Aiding you in your quest to annihilate everything on screen is a collection of thirty weapons and fifty-five “perks”, which are unlockable throughout the game. Players can kill their foes with pistols, shotguns, flamethrowers, ion cannons, rocket launchers, mini-guns, rifles, and more. I highly enjoyed the selection and found myself strategizing on which ones would be better for each mission. Weapons randomly pop up after shooting enemies, allowing players to simply walk over them to equip. I recommend you hurry and pick them up though, as they’ll disappear after a few seconds.
Think of perks as special abilities that appear at random times throughout each mission. Players are given four choices, with each option sporting an amusing icon and a brief description. Once a selection is made, it automatically goes into effect, combining with other perks already in use. These abilities can range from shooting poison bullets, reloading faster, running at double the pace, emitting harmful radiation to nearby enemies, and more. There are so many in fact, it can be difficult to choose which ones you want over another at any given moment. Perks add a fantastic dimension to the game, giving players a huge advantage in defeating the hordes of baddies coming for them.

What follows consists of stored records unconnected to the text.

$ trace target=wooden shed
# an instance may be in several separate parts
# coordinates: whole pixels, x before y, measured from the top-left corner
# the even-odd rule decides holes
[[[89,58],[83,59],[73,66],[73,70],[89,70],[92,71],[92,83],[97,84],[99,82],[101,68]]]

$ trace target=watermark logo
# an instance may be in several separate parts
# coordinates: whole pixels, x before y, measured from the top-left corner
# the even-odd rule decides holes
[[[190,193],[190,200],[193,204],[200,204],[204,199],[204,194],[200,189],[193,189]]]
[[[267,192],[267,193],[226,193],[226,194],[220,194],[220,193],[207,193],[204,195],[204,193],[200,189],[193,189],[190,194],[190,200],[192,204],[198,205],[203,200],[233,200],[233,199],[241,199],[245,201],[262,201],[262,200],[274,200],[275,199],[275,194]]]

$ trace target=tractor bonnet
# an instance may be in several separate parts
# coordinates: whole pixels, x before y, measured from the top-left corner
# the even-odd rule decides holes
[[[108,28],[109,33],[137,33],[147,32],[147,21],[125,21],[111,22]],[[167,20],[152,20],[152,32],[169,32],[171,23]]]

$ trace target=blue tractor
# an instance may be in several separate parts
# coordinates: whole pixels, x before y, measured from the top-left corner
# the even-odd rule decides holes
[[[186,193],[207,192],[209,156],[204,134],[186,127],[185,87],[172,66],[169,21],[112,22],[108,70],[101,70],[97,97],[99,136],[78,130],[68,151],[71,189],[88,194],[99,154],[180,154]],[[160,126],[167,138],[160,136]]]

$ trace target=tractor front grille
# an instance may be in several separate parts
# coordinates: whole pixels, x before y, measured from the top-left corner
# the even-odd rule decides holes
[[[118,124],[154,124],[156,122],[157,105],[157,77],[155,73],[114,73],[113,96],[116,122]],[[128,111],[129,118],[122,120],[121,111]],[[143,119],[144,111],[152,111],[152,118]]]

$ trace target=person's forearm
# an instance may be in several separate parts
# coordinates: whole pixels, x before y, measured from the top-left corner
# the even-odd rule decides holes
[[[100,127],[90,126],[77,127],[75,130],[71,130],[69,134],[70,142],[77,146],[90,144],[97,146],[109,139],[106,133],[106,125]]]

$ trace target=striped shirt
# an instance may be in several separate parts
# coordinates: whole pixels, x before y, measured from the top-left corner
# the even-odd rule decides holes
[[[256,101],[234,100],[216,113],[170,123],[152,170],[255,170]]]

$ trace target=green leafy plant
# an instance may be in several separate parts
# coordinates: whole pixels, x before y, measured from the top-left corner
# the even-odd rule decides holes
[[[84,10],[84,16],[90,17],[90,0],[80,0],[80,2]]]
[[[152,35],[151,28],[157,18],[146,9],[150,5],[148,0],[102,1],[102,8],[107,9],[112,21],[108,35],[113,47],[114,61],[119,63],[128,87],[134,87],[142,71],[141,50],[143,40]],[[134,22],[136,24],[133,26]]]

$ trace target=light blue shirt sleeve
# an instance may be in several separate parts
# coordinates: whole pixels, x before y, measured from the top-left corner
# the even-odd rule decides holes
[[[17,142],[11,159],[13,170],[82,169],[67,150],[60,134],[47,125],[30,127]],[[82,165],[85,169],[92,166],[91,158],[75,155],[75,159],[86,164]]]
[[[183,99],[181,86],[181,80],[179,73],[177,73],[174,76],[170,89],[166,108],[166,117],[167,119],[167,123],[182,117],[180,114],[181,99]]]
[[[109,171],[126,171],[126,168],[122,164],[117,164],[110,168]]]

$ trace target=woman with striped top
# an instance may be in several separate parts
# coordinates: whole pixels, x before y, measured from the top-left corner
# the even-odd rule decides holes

Complimenting the aforementioned guns and abilities, are special power attacks which players can pick up at random. These short burst items allow your protagonist to freeze everything on the screen, blow up nearby monsters instantly, turn your weapon into a temporary super killing machine, health increases, and more. I can’t tell you how many times I was saved at the last second by one of these conveniently timed Hail Marys.
Unlocked items can be reviewed via the Extras menu located on the main landing page. Players beware, however, as all weapons and perks are not created equal; I found that I actively avoided certain ones because I felt they became a detriment to winning. Case in point, the blow torch. Unlike the flamethrower, players must get insanely close to enemies for this weapon to do any damage, but by doing so, you risk dying at a much faster rate. Certain perks are also a gamble; choosing “Grim Deal” bestows upon players sixty-six percent more experience points, but it kills you instantly. If players choose the “Highlander” perk, you don’t lose any health when attacked, but there is a five percent chance of instant death. Don’t worry, there are way more helpful perks then ones requiring you to make a deal with the devil.
It’s a good thing Crimsonland offers such a wide variety of weapons and perks because there isn’t much variety when it comes to the actual gameplay and missions. The backgrounds are predominantly the same throughout, with only slight variations in colour schemes and the missions are all just running and gunning until everything moving but you is dead. Although the game is insanely fun, I did find myself getting a little bored of doing the same thing over and over for sixty quests. I would have liked a little more variation in level design (ok, any variation at all!), and perhaps some different gameplay thrown into the mix. Don’t get me wrong, Crimsonland is still intense, and it isn’t easy, but something different to look at would have been a nice touch.
Aside from the sixty-level quest mode, no top-down shooter would be complete without a rock solid survival mode. Players slowly unlock each one, with all five becoming available once the quest missions are completed. Aside from your basic “kill as many as you can before you die” option, each of the other offerings come with their own unique challenges and obstacles. If you’re looking for a challenging survival mode, Crimsonland is your game; I got my butt handed to me on several occasions, shamefully not lasting long at all!
If you’re tired of going at it solo, players have the option of local co-op that can support up to four players. I wasn’t able to try this, but I definitely could have used the help on several occasions. There are so many baddies coming at you, it can get pretty overwhelming at times. The game also has dedicated leaderboards, which give players an option to check global rankings and scores amongst friends. It’s a nice little addition that ups the competitive nature of the game.
This is all to say, the game isn’t perfect. I mentioned my displeasure on the monotony of the backgrounds and the missions in general, but there are a couple of other gripes I have with this title. For starters, I didn’t like how slow your character moves. The game allows you to speed everything up with an option in the gameplay menu, but it didn’t seem fast enough. I found myself “willing” the speed perk to pop up so I could run around faster. There were times I died because I couldn’t get away from a massive horde fast enough.